The five-year bond issue had reached the government's goal of 3.25 billion euros (2.6 billion pounds), she said, which is almost one-third of the 10.5 billion euros in bond issuance envisaged by the government's 2014 budget. The final yield was 4.657 percent.

In the secondary market, the June 2019 bond yielded around 4.7 percent, well below the 6.4 percent in Portugal's last pre-bailout bond issue in 2011 and below last January's 4.89 percent on a slightly shorter maturity.

Portugal wants to demonstrate to investors that it can issue bonds to ensure a smooth exit from its 78-billion-euro bailout as planned in mid-2014. Sharply falling yields and growing optimism in markets that the worst is over in the euro zone crisis is helping Lisbon approach that goal.

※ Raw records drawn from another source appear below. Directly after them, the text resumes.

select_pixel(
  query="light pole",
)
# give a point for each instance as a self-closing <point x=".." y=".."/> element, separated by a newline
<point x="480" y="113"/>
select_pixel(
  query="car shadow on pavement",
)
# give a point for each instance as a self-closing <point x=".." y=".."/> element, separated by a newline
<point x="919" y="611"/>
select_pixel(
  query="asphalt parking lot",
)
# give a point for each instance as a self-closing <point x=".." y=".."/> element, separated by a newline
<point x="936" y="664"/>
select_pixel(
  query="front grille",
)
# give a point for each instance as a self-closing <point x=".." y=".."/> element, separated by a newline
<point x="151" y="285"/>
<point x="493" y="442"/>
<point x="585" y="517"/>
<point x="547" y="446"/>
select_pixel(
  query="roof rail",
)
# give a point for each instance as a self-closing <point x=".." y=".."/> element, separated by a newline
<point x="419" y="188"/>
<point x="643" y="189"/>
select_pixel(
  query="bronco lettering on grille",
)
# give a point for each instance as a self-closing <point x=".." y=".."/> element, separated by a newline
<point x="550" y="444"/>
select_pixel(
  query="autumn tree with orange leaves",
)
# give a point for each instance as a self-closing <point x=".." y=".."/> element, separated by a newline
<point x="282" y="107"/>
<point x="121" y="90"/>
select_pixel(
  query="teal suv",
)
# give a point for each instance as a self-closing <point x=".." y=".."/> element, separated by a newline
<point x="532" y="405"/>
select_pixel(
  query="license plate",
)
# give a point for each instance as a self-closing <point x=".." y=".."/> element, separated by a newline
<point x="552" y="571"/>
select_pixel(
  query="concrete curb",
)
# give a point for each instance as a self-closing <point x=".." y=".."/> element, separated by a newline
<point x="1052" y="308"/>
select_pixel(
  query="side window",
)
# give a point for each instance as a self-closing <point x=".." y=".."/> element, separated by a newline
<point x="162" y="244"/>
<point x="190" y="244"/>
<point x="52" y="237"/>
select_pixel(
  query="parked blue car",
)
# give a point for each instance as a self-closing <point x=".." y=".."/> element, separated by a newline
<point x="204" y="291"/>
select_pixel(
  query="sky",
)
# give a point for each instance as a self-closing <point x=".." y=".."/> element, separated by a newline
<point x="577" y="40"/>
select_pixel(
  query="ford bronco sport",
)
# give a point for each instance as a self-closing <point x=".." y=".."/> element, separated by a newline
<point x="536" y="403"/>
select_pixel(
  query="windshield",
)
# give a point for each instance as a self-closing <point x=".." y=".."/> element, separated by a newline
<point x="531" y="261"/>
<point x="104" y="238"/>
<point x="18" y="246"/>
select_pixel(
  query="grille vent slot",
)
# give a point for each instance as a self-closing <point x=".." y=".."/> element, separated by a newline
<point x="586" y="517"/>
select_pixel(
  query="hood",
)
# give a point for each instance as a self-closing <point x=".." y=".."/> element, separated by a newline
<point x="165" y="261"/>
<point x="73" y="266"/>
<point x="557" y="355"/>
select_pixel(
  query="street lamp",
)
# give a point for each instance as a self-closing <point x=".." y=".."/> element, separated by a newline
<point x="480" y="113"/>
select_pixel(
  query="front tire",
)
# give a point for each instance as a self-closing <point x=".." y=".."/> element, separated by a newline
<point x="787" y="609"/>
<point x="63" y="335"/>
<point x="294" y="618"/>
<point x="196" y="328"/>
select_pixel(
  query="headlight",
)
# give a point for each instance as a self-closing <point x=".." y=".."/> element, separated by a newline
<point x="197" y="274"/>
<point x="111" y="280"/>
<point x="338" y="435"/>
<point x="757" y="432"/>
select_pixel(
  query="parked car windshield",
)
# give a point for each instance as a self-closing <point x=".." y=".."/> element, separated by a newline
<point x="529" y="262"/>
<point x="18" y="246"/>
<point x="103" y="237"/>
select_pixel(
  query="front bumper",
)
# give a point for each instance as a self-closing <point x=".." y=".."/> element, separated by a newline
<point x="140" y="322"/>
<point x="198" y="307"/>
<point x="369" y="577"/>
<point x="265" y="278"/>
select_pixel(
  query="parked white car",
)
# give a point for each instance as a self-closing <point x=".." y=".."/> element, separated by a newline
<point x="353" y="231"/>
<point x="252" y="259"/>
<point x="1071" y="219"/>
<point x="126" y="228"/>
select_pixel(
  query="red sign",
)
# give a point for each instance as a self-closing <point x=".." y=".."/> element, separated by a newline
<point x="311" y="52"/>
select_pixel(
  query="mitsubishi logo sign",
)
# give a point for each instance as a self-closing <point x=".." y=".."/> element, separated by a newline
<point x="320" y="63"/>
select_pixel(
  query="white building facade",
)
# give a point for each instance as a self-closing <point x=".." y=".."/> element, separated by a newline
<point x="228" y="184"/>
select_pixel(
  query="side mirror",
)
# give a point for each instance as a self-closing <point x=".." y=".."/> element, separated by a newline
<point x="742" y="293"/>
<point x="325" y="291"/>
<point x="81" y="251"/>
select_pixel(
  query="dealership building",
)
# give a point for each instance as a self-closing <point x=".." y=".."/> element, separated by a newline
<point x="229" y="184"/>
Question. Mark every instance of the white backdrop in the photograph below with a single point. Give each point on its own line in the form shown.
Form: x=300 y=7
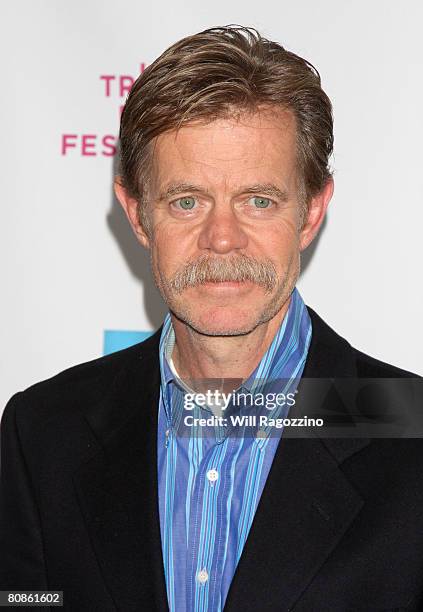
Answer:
x=72 y=269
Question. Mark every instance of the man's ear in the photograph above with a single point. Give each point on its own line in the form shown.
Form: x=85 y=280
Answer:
x=315 y=214
x=130 y=206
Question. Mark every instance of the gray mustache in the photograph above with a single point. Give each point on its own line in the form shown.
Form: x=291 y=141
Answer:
x=234 y=268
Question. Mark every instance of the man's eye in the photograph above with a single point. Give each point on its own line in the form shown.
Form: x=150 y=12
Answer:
x=261 y=202
x=186 y=203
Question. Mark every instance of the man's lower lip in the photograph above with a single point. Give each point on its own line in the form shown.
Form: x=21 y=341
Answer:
x=225 y=283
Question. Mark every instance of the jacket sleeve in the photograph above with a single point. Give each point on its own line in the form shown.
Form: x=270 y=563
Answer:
x=22 y=563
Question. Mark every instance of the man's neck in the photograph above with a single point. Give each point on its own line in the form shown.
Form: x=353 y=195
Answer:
x=197 y=356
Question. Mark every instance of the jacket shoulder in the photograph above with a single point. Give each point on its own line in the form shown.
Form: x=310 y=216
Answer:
x=370 y=367
x=80 y=385
x=335 y=356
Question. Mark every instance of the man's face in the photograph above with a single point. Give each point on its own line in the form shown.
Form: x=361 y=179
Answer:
x=223 y=204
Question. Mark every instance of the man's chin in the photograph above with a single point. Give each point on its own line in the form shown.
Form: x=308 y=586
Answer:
x=214 y=323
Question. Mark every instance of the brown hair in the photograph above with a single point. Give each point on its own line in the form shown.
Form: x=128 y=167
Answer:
x=218 y=73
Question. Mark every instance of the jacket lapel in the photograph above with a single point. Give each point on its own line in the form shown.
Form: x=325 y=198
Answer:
x=307 y=503
x=117 y=489
x=306 y=506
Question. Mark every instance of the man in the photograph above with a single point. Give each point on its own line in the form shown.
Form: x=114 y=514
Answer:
x=110 y=492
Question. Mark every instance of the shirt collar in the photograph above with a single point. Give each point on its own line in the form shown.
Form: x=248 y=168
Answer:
x=284 y=359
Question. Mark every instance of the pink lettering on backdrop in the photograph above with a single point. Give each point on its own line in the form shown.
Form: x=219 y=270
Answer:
x=68 y=142
x=87 y=146
x=92 y=145
x=107 y=78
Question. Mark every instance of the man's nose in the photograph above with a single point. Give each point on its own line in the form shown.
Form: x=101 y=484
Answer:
x=222 y=231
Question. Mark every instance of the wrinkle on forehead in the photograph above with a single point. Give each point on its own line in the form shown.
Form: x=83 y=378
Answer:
x=249 y=142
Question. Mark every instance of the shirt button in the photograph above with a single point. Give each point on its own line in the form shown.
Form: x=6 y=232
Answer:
x=202 y=576
x=212 y=475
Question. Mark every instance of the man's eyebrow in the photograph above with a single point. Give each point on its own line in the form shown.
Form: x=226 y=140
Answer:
x=176 y=188
x=267 y=189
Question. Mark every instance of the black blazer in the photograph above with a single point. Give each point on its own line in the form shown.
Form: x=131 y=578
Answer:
x=339 y=525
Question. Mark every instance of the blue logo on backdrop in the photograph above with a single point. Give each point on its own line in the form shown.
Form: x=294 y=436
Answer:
x=117 y=339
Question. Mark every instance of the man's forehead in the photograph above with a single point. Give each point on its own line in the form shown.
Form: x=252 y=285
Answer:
x=227 y=148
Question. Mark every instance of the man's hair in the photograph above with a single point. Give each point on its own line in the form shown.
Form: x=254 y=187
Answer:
x=221 y=73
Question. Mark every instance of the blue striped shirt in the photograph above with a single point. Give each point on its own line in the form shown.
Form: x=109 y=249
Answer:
x=211 y=476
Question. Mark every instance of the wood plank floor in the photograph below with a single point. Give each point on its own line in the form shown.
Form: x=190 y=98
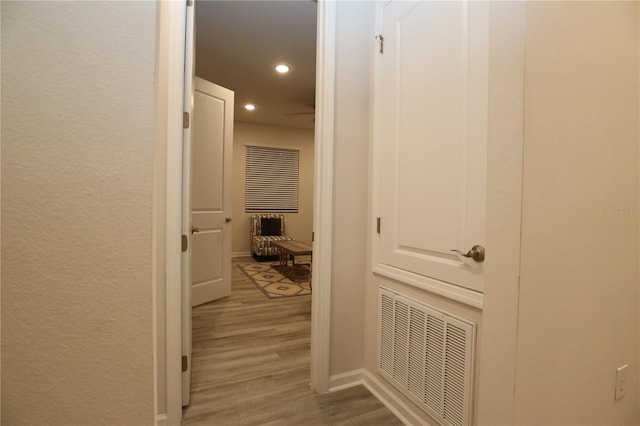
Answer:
x=251 y=366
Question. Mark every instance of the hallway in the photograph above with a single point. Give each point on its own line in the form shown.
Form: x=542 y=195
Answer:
x=251 y=365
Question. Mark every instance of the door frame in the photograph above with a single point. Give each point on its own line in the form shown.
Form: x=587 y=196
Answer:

Nicholas Spiro, managing director at Spiro Sovereign Strategy, said Portugal was reaping the benefits of sharply improving market sentiment.

"Portugal is now building up a cash cushion like Ireland did last year," he said. "There is a window of opportunity for Portugal to issue bonds that doesn't seem to be closing quickly."

Still, Spiro doubts Portugal will manage to exit its bailout without some sort of precautionary lending programme from creditors to replace it, unlike Ireland which made a 'clean exit' from its assistance plan.

"The overriding goal is to get their debt out the door to build a cash cushion to have leverage. This is a politically driven funding programme," he said.

In another positive development, the government announced the winner of a privatisation tender for Caixa Seguros, the insurance unit of the state-owned bank Caixa Geral de Depositos. The sale to Chinese group Fosun International will earn the government about 1 billion euros.

That means Lisbon has earned a total of 8.1 billion euros from privatisations since the start of the bailout, beating its privatisation revenue goal of around 5 billion euros.

Portugal's stock index PSI20 <.PSI20> rose to its highest levels since mid-2011 earlier on Thursday on optimism about the debt market return.